Tuesday, August 6, 2019

Television and It's History

Tv, Television, Retro, Classic, OldMany of our grandparents would recognize this floor model but it is years away from the streaming of today or the flat screen televisions.  I know it's been around for a while but I'm not sure how long.

It turns out historically, the mechanical television came first followed by the electrical one which is what we use today.  The mechanical television began appearing in the 1800's but didn't make much of an impact until the 1920's.

A mechanical television shot light through  a series of one or more rotating disks to produce a picture so they could transmit images without using film.  The first modern one premiered in Selfridges in 1925 as a way to attract shoppers.  It threw the silhouette of a ventriloquist dummy across the room.  One year later, an improved version of the mechanical television made its appearance.  Unfortunately, the images were extremely low resolution, usually the resolution equaled the number of holes.  The disks also could spin so fast, they flew out of the television and hit things.

The inventor, James Baird, kept improving the machine so the "scanned" picture could be transmitted over radio wires so people hundreds of miles away could receive an image.  By 1928, he'd created color pictures using colored lights and various filters.  Across the ocean an American was working on his version of the mechanical television and on July 2, 1928, W3XK broadcast it's first program geared mechanical televisions.

In 1927, another inventor Philo Taylor Farnsworth, debuted a new system that captured moving images using a beam of electrons. He was only 21 at the time and it is amazing since he lived in a house with no electricity until he was 14 years old.

Basically the electric television worked by Cathode Tubes to send a beam of electrons to hit the back of the television screen that was coated in phosphor.  The television created a picture, one line at a time using two magnets that steered the beams to the exact location.  These electric televisions produce far superior pictures and the mechanical televisions quickly disappeared from sight.

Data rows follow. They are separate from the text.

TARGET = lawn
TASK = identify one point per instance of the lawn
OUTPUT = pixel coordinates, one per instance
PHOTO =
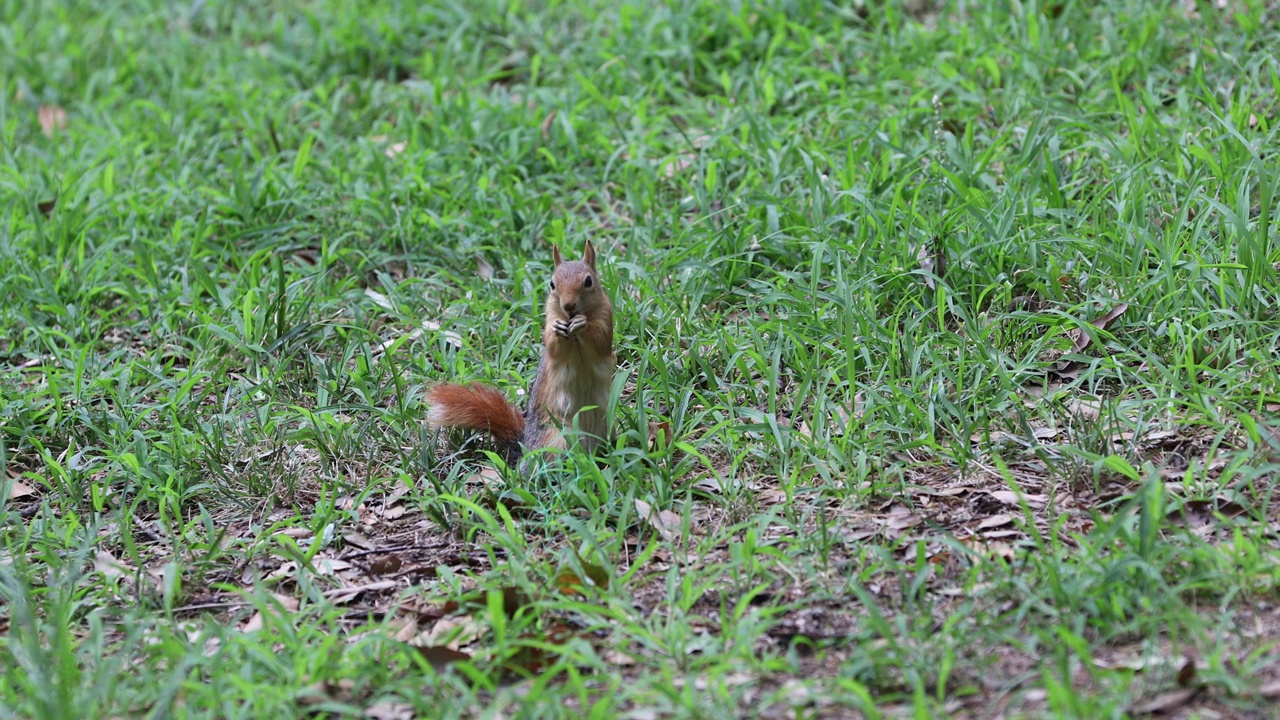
(946, 338)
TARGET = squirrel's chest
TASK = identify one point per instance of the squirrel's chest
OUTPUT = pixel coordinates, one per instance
(575, 384)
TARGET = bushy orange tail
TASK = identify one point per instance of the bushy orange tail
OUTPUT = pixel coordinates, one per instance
(476, 408)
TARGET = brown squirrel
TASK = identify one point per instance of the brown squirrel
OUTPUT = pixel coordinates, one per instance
(575, 372)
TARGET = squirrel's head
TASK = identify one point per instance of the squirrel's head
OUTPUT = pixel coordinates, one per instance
(575, 283)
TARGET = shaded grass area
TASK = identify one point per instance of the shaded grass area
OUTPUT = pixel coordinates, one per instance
(862, 259)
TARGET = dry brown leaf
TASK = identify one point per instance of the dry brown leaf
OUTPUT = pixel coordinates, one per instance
(1009, 497)
(712, 483)
(995, 522)
(254, 624)
(342, 596)
(452, 632)
(1045, 433)
(1165, 702)
(329, 565)
(391, 710)
(19, 490)
(1187, 674)
(545, 127)
(440, 656)
(659, 436)
(379, 299)
(932, 260)
(106, 564)
(51, 118)
(385, 565)
(666, 522)
(1080, 340)
(903, 522)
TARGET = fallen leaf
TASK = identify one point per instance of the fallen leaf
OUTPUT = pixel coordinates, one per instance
(666, 522)
(995, 522)
(1080, 340)
(389, 710)
(254, 624)
(1187, 674)
(1165, 702)
(804, 429)
(903, 522)
(570, 583)
(385, 565)
(106, 564)
(1045, 433)
(379, 299)
(1009, 497)
(453, 632)
(342, 596)
(712, 483)
(932, 260)
(19, 490)
(440, 656)
(659, 436)
(51, 118)
(545, 127)
(329, 565)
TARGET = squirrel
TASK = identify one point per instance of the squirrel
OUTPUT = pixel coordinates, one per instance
(575, 372)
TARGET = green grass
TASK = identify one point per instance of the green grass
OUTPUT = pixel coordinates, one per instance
(264, 228)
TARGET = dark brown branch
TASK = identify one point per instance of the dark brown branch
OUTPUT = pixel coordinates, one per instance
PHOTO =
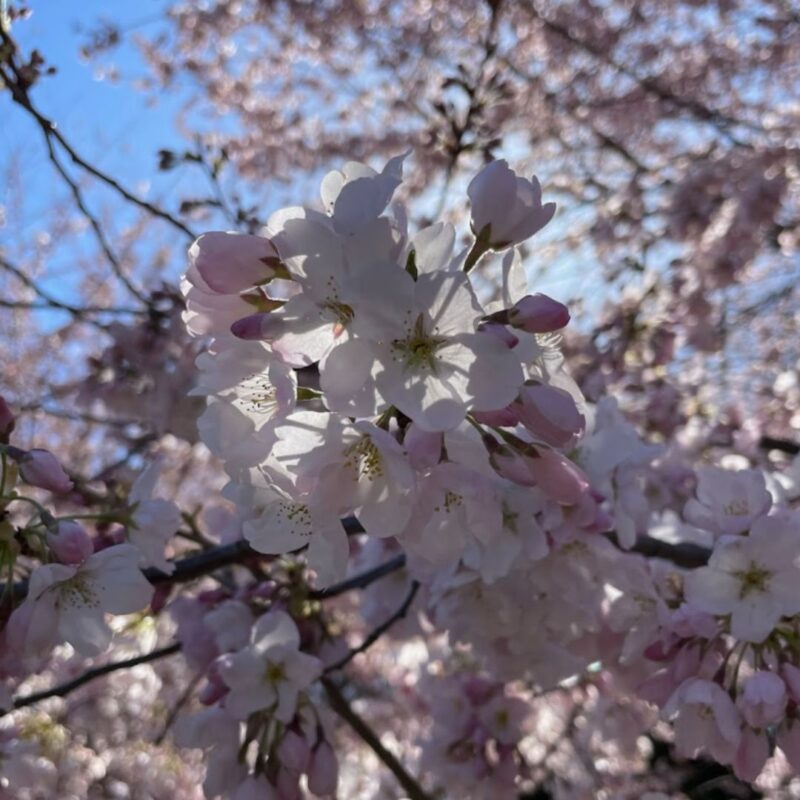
(378, 632)
(193, 567)
(62, 690)
(52, 302)
(340, 705)
(362, 580)
(784, 445)
(20, 95)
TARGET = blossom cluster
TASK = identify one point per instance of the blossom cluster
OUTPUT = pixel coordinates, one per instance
(74, 580)
(727, 633)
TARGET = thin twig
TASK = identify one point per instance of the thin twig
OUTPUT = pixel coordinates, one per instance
(20, 96)
(340, 705)
(176, 708)
(62, 690)
(362, 580)
(378, 632)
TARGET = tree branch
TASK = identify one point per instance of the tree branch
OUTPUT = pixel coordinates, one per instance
(20, 96)
(340, 705)
(378, 632)
(362, 580)
(62, 690)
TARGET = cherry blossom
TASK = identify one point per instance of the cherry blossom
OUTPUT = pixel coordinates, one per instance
(270, 672)
(70, 603)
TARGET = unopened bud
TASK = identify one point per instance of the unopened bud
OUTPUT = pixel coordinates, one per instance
(538, 313)
(70, 543)
(41, 468)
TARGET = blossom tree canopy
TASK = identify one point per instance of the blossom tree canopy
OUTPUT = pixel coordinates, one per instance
(424, 425)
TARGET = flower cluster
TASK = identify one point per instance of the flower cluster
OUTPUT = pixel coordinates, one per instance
(370, 382)
(74, 580)
(728, 635)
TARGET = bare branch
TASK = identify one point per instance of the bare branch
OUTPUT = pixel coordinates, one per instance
(21, 96)
(62, 690)
(340, 705)
(378, 632)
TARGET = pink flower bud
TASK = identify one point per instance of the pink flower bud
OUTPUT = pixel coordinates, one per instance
(506, 209)
(538, 313)
(558, 477)
(41, 468)
(70, 543)
(161, 595)
(232, 262)
(502, 333)
(509, 464)
(763, 699)
(323, 772)
(550, 414)
(6, 419)
(501, 418)
(294, 752)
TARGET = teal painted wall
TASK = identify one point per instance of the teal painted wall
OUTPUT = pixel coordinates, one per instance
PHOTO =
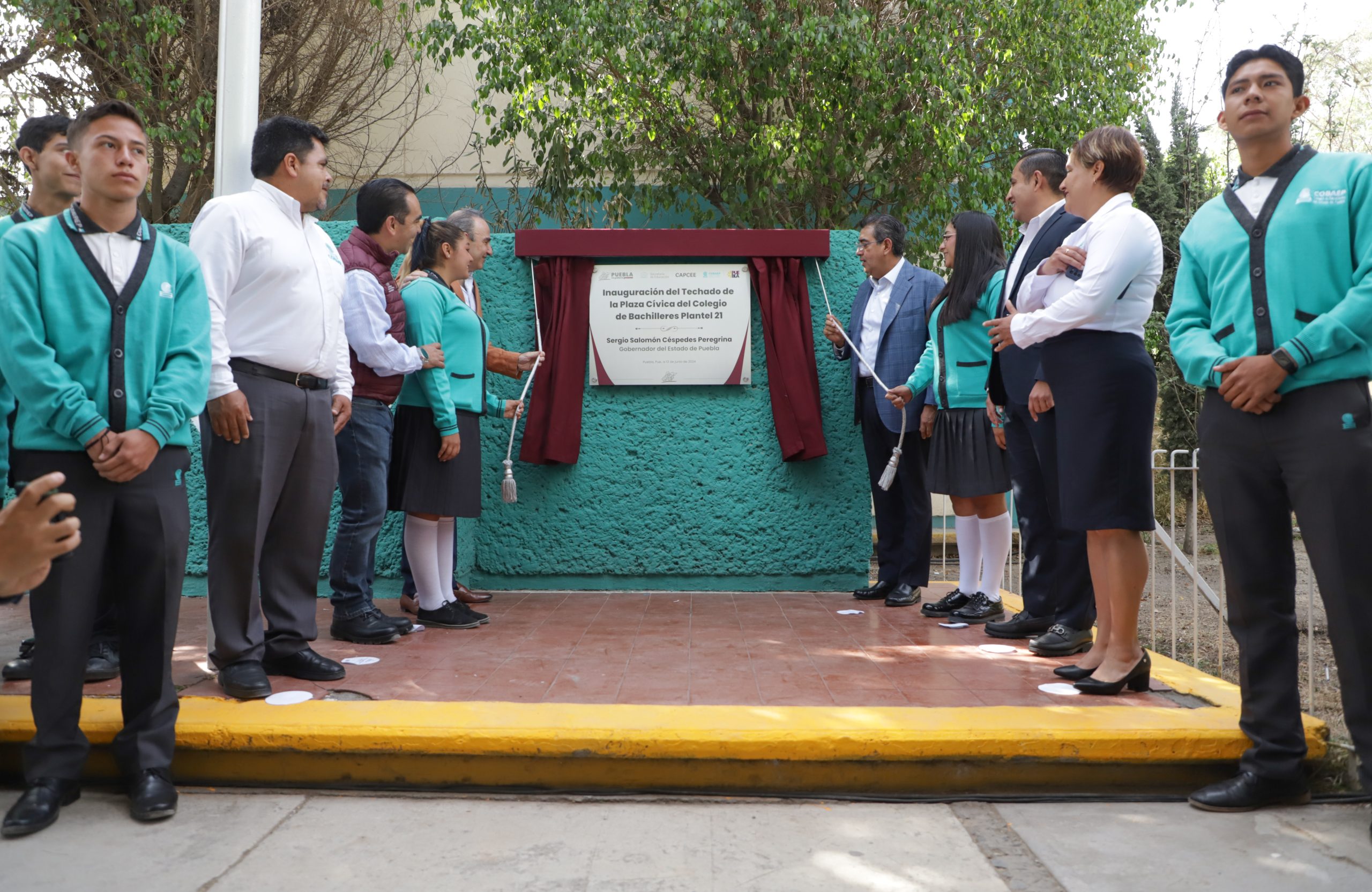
(677, 488)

The first television stations started broadcasting in the late 1920's and early 1930's.  One of the earliest, WRGB began broadcasting in 1926 and has continuously broadcast since then, setting a record.  Although electrical televisions had the best pictures, the first sets sold were mechanical televisions in 1928.  It wouldn't be until 1938 that electrical televisions went into production and became an instant success.

One of the first programs aired by WRGB, "Queens Messenger" premiered in 1928 to an audience of four televisions.  For the first 13 years of its existence, WRGB broadcast everything commercial free but in 1941, a ten second Bulova watch aired on NBC.

As far as color televisions, a German inventor patented the idea of color television in 1904 but he didn't actually have a working model.  It didn't go anywhere until 1946 when companies began pursuing the idea of a color television because all programs were in Black and White.  Although CBS invented the first color television, it was based on the mechanical television and was not compatible with current broadcasts.

Even knowing this, the FCC stated that CBS's television was the industry standard. CBS broadcast its first color transmission in 1951 to about 12 people while 12 million could not receive it.  RCA, the other company working on color, objected and kept on with their research until they came up with a system that worked with black and white sets in 1953.  The FCC acknowledged the RCA system superior and it became the industry standard. In 1954, RCA sets were sold across the country but nation wide color broadcasting didn't start until 1966.  In 1955, the first workable remote hit the market.  This one turned the television on and off, turned channels, and it was wireless.

Throughout the 1950's many radio stars moved to television, original programming such as I Love Lucy began, and advertising increased consistently.  Furthermore, cable television began in 1958 to 425,000 subscribers.  Continuing into the 1960's and 70's many events such as the Nixon-Kennedy debates were broadcast live while much of the live programming originating in New York gave way to carefully shot shows.

Over time, televisions have changed to flat screen high definition where people can enjoy their sports and many more shows are now streaming to digital devices.  Some people, such as myself, do not own a television because I either stream or I watch DVD's on a player.  So now you know a bit more about the story of television.

Let me know what you think, I'd love to hear.  Have a great day.